Geralmente, minha média mínima de caminhada diária é cerca de 5 km ou aproximadamente 7 mil passos (o smartphone faz a conta e não me deixa abandonar a parte obsessiva do meu caráter).
Descobri que, nas viagem, posso experimentar um modelo diferente de cada vez, alugando o carro conforme o tipo de estrada e também do meu humor.
Posso ir também de ônibus, como fazíamos antigamente (minha filha tem 9 anos e acabou de fazer sua primeira viagem de ônibus interestadual. Não preciso nem dizer que ela amou).
Aprendi que tem sempre alguém indo para suas bandas e também sempre há um amigo bem intencionado disposto a lhe oferecer carona e um dedinho de prosa.

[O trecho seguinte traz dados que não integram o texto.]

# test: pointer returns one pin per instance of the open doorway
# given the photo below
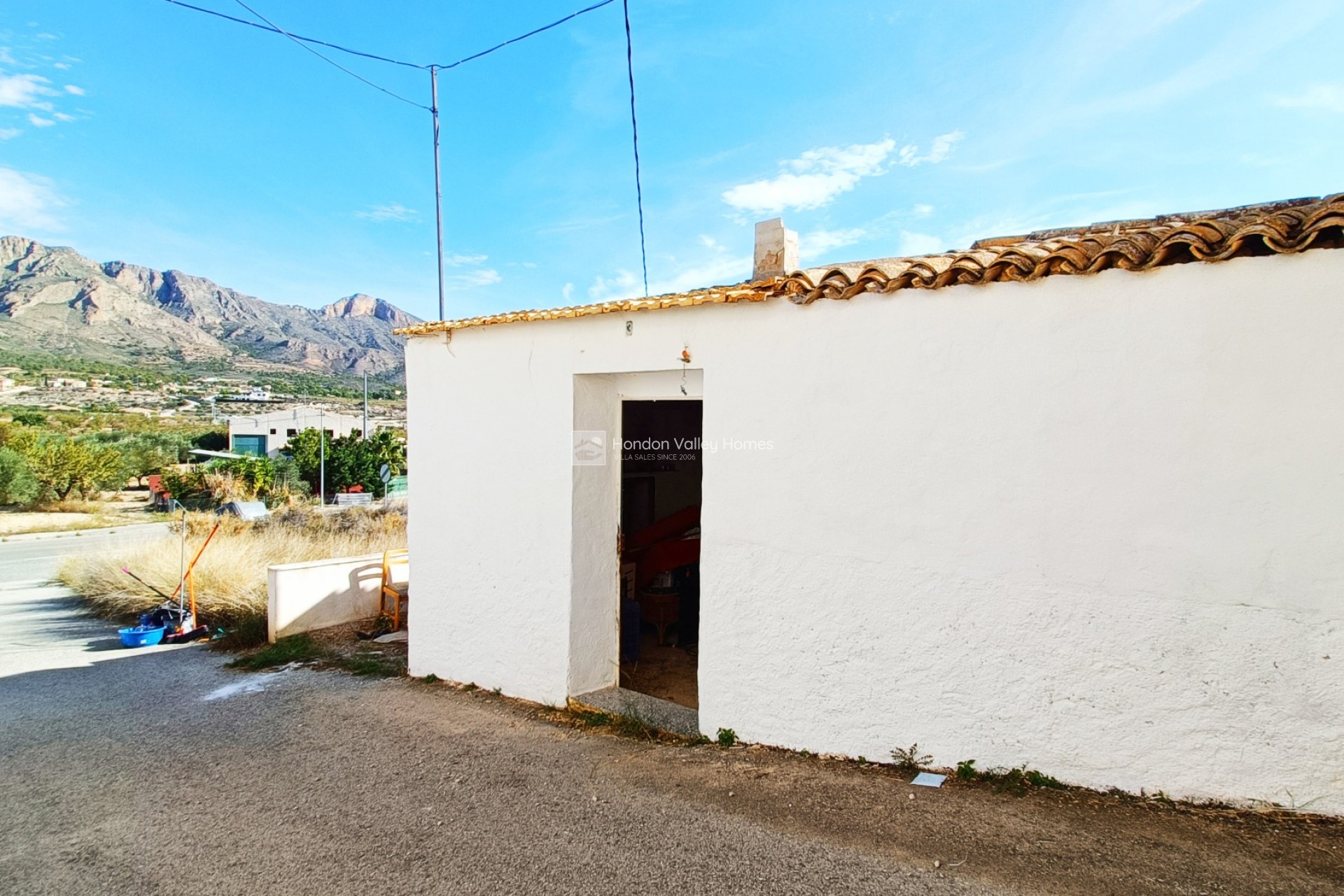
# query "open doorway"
(660, 548)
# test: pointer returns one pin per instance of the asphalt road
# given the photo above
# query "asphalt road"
(160, 771)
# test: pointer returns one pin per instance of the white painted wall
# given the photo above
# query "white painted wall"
(324, 593)
(1091, 523)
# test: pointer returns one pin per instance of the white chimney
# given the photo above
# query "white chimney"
(777, 250)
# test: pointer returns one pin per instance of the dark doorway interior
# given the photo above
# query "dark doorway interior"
(660, 548)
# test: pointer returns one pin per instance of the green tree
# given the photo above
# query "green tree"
(351, 460)
(305, 450)
(17, 482)
(67, 466)
(151, 453)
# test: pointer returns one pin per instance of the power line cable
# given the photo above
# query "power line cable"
(328, 59)
(635, 133)
(524, 36)
(374, 55)
(296, 36)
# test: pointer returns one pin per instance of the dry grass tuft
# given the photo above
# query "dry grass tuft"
(232, 574)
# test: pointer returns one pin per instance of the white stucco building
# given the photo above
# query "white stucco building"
(268, 434)
(1062, 500)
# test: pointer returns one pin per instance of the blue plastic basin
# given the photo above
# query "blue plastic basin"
(141, 636)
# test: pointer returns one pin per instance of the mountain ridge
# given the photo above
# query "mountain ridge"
(55, 300)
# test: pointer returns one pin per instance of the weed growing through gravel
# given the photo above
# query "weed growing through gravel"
(370, 664)
(1008, 780)
(232, 574)
(910, 758)
(299, 648)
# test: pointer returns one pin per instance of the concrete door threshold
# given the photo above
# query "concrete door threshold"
(663, 715)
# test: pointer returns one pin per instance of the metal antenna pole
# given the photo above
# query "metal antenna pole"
(438, 187)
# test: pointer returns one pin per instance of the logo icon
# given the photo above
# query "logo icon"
(589, 448)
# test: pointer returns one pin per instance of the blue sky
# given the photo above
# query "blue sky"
(144, 132)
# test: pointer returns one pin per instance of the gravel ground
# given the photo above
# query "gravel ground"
(164, 773)
(160, 771)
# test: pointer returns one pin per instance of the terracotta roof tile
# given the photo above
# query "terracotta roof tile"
(1270, 229)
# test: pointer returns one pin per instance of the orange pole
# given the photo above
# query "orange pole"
(192, 564)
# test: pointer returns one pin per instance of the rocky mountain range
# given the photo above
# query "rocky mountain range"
(54, 300)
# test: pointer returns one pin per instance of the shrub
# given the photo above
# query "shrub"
(65, 466)
(910, 758)
(17, 482)
(232, 574)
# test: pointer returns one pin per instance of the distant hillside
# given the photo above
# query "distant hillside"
(55, 300)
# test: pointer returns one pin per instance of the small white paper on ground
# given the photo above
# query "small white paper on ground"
(929, 780)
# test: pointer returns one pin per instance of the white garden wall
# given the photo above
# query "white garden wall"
(1089, 523)
(323, 593)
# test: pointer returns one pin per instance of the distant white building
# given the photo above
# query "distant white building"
(268, 434)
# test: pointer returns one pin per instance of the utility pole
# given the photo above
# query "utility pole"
(438, 187)
(321, 457)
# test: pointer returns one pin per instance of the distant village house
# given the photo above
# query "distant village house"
(268, 434)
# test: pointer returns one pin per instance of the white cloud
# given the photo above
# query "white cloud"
(813, 179)
(914, 244)
(824, 241)
(22, 92)
(29, 203)
(720, 270)
(941, 148)
(391, 211)
(483, 277)
(622, 285)
(1328, 97)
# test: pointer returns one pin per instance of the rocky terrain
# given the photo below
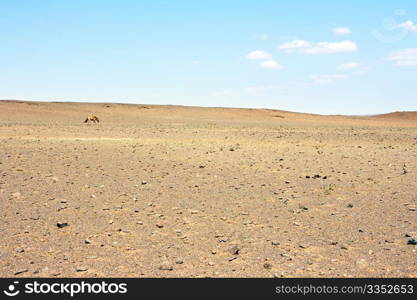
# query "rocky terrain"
(170, 191)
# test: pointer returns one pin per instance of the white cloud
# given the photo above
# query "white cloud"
(342, 31)
(408, 26)
(258, 54)
(271, 64)
(227, 92)
(326, 79)
(329, 48)
(405, 57)
(259, 90)
(348, 66)
(264, 36)
(297, 44)
(319, 48)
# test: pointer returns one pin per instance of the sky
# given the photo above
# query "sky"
(326, 57)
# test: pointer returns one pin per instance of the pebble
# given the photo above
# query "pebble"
(62, 224)
(166, 267)
(267, 266)
(21, 271)
(412, 242)
(234, 250)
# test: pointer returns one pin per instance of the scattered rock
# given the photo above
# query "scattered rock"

Hoje experimento a cidade de um jeito de diferente. Sinto o sol, o vento, a chuva, os cheiros.
Vejo pedestres, cachorros, garis, poças d’água, comércios que sempre estiveram ali, mas não os enxergava através da película negra do vidro do carro.
Gosto da sensação de saber que estou contribuindo para o meio ambiente e para o trânsito da minha cidade.
E o que eu imaginava ser um suplício, virou diversão, economia, compartilhamento, sustentabilidade e também a tal liberdade!
Sim, ela sempre esteve comigo. Porém, agora ela era mais “arrojada” e moderna, com toques de leveza.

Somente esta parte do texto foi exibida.